A produção de caminhões nos EUA está sendo transferida para o exterior devido às altas tarifas de importação

- As tarifas da era Trump estão aumentando os custos de fabricação de caminhões nos EUA, enquanto os caminhões fabricados no México obtêm vantagens de preço sob o USMCA.
- Volvo, Daimler e Traton estão expandindo suas operações no México, enquanto suas fábricas nos EUA enfrentam tarifas de 50% sobre metais importados e peças não abrangidas pelo USMCA.
- Analistas alertam que fabricantes americanos como a Paccar enfrentam uma desvantagem de custo, já que os caminhões fabricados nos EUA custam 3% a mais do que os modelos fabricados no México.
A indústria de caminhões dos EUA, avaliada em US$ 50 bilhões, enfrenta altas tarifas sobre matérias-primas. Os fabricantes estão transferindo cada vez mais a produção e a montagem para o México, em busca de benefícios previstos no Acordo Estados Unidos-México-Canadá (USMCA).

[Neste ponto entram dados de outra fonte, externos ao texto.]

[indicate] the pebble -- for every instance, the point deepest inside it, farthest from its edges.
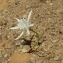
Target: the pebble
(61, 30)
(25, 48)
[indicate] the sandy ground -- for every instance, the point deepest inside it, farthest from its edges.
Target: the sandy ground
(48, 18)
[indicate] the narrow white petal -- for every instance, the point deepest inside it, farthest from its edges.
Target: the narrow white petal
(19, 35)
(29, 16)
(16, 27)
(31, 24)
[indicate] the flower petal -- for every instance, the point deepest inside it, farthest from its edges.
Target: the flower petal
(19, 35)
(16, 27)
(29, 16)
(28, 31)
(31, 25)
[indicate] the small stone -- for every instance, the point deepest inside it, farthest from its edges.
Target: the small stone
(26, 48)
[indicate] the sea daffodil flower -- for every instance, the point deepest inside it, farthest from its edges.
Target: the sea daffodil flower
(24, 25)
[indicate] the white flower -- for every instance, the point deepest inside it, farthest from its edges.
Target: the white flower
(24, 25)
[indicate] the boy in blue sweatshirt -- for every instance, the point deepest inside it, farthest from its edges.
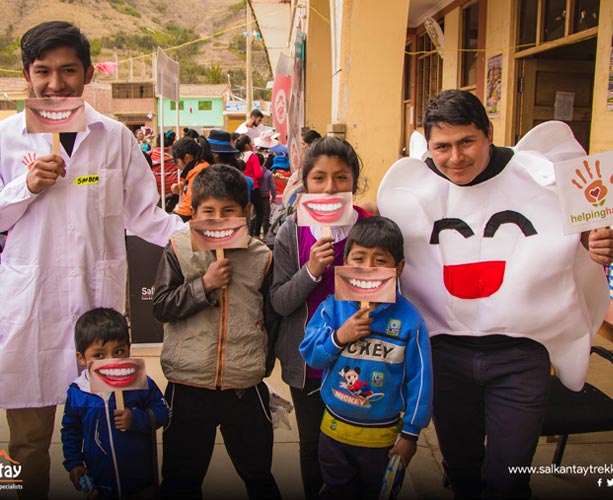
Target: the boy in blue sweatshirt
(113, 447)
(377, 366)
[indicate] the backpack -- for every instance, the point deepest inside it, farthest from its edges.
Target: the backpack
(276, 222)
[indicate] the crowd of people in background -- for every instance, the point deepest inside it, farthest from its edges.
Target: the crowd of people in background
(253, 148)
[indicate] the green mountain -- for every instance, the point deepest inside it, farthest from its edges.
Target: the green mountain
(210, 33)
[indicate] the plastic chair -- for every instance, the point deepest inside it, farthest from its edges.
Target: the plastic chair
(569, 412)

Os fabricantes de caminhões que produzem nos Estados Unidos enfrentam tarifas de 50% sobre aço, alumínio e derivados de cobre importados, conforme a Seção 232 da Lei de Expansão Comercial. Eles também são taxados sobre cada componente que não esteja em conformidade com as regras do USMCA. Esses custos adicionais estão prejudicando a produção nos EUA, enquanto os concorrentes que produzem no México evitam muitas dessas taxas e obtêm vantagem em termos de preço. A Daimler Truck e a Traton estão entre os grupos que limitam a exposição às tarifas concentrando mais produção ao sul da fronteira.
Nos termos do USMCA, as mercadorias podem circular sem impostos entre os Estados Unidos, o México e o Canadá, desde que atendam a limites mínimos de fornecimento regional estabelecidos. Para caminhões pesados, pelo menos 64% do valor do veículo deve ser proveniente da América do Norte, por meio de peças como motores e eixos, matérias-primas como aço ou mão de obra de montagem. Essa regra de conteúdo aumenta para 70% em 2027.
Algumas montadoras ainda produzem veículos internamente. A sueca Volvo e sua subsidiária Mack Trucks fabricam para o mercado americano em fábricas em Dublin, Virgínia, e Macungie, Pensilvânia. Mas a empresa afirma que os custos se tornaram desfavoráveis para as linhas de produção nos EUA. Em abril, a Volvo aumentou seu investimento planejado para a fábrica no México em US$ 300 milhões, totalizando US$ 1 bilhão, para dar suporte às suas operações nos Estados Unidos.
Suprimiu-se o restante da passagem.